THE NEW EUROPEAN CONSTITUTION is further evidence of European decadence. David Frum writes on June 15 of former French president Valery Giscard D’Estaing, chairman of the European Union’s constitutional convention:

"`I tried to play a little bit the role that Jefferson played, which was to instill leading ideas into the system,’ [Giscard] said of his 16-month adventure in producing the first draft of a constitution for Europe. ‘Jefferson was a man who wrote and produced elements that consolidated the Constitution.’"

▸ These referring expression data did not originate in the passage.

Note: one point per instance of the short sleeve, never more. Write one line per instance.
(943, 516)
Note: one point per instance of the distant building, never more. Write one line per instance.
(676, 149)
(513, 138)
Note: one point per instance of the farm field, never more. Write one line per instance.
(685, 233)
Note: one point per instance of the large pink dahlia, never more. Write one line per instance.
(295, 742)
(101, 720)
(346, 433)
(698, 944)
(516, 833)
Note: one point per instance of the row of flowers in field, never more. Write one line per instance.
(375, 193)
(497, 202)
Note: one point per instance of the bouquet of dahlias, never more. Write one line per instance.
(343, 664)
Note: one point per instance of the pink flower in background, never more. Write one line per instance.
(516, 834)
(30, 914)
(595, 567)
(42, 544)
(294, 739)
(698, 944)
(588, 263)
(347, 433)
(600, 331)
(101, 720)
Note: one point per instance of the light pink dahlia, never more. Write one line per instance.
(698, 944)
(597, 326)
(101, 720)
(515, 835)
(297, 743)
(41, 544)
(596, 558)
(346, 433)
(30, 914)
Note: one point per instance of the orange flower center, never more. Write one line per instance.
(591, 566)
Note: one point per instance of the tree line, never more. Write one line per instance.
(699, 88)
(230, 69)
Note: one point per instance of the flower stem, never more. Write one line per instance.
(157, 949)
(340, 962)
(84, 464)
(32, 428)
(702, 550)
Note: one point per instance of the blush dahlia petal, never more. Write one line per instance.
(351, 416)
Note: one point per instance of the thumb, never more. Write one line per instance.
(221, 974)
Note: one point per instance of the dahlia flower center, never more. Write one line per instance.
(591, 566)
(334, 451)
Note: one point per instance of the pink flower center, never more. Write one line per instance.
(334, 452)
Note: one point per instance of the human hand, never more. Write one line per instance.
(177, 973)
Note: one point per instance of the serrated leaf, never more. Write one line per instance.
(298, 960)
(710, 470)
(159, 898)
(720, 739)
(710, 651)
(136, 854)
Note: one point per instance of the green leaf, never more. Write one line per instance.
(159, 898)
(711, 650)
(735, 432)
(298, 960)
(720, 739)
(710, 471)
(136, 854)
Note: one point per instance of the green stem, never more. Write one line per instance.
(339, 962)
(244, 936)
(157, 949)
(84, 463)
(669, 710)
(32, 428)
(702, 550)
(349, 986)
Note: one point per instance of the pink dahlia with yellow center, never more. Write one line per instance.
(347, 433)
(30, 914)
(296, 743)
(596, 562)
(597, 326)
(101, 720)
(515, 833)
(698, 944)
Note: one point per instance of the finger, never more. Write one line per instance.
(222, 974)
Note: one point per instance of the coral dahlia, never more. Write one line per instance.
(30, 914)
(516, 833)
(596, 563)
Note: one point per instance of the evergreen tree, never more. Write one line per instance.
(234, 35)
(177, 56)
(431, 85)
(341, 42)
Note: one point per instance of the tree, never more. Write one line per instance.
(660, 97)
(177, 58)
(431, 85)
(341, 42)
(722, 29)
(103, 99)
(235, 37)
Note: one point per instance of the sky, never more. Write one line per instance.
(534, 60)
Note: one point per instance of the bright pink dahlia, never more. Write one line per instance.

Jefferson, of course, had nothing to do with the Constitution; he drafted the Declaration of Independence, but he was in France during the Constitutional Convention. Mr. Frum's comment:

"Now look: The U.S. Constitution is the most famous constitutional document on planet Earth. Giscard is the man charged with the biggest constitutional job of our decade. He is, as he often points out, a highly intelligent man of considerable learning. What on earth does it say about him that he cannot be bothered to master the difference between the U.S. Declaration of Independence and the U.S. Constitution? What does it say about the political milieu in which he moves that there is nobody there to catch him on his error?"
American politicians don't pretend to be intellectuals (with a notorious exception we all remember), but French politicians do. Apparently it is indeed just pretending.